Comment by jcattle
10 hours ago
I would kind of disagree.
We are talking here in the context of scientific datasets. Of course ETL plays a part here. However here it is really more the interplay of Excel with CSV which is often outputted by scientific instruments or scientific assistants.
You get your raw sensor data as a csv, just want to take a look in excel, it understandably mangles the data in attempt to infer column types, because of course it does, its's CSV! Then you mistakenly hit save and boom, all your data on disk is now an unrecoverable mangled mess.
Of course this is also the fault of not having good clean data practices, but with CSV and Excel it is just so, so easy to hold it wrong, simply because there is no right.
> so you need a heavy unreadable format
I prefer human unreadable if it means I get machine readable without any guesswork.

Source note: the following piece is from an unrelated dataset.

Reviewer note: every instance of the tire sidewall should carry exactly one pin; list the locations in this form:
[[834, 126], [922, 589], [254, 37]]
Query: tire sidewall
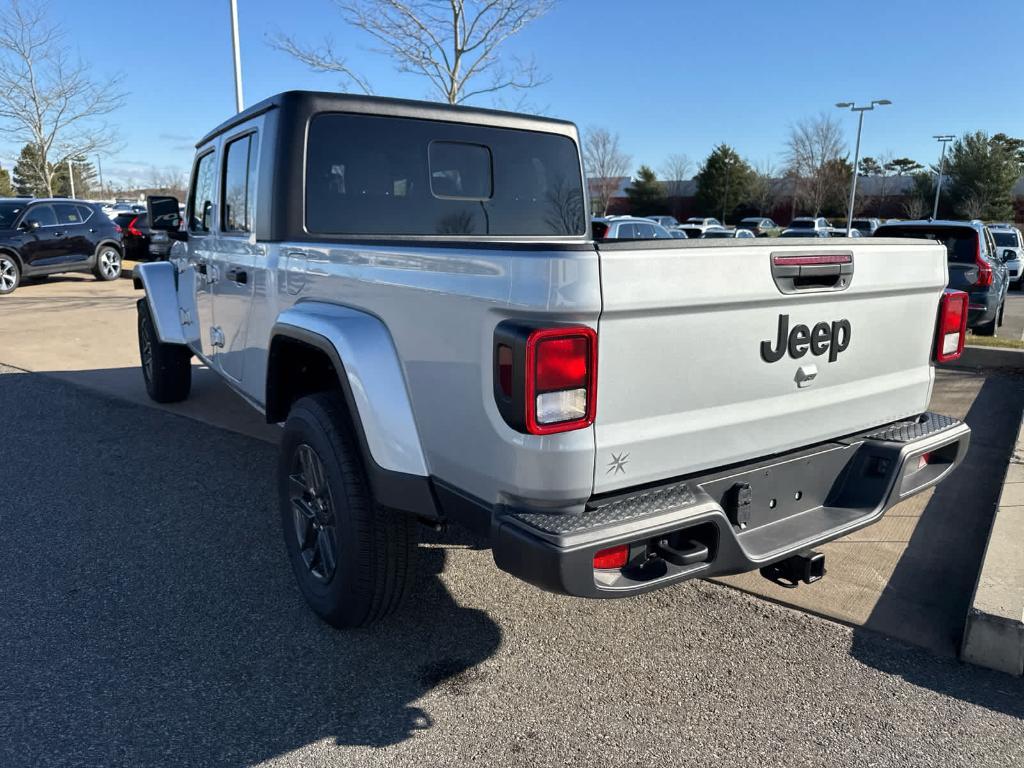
[[99, 268], [17, 274], [327, 598]]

That's Excel's type inference causing problems. Not an issue with CSV or any other type of DSV.
It is possible to import a CSV into Excel without type conversion. I just tested it two different ways.
While possible, it's not Excel's default way of doing things. Not always obvious or easy. Not enough people who use Excel really know how to use it.
Regardless, Excel mangling files via type inference is an Excel problem. It's not the fault of the file formats Excel reads in.
The file format being ambiguous and underspecified enough to mangle is, though.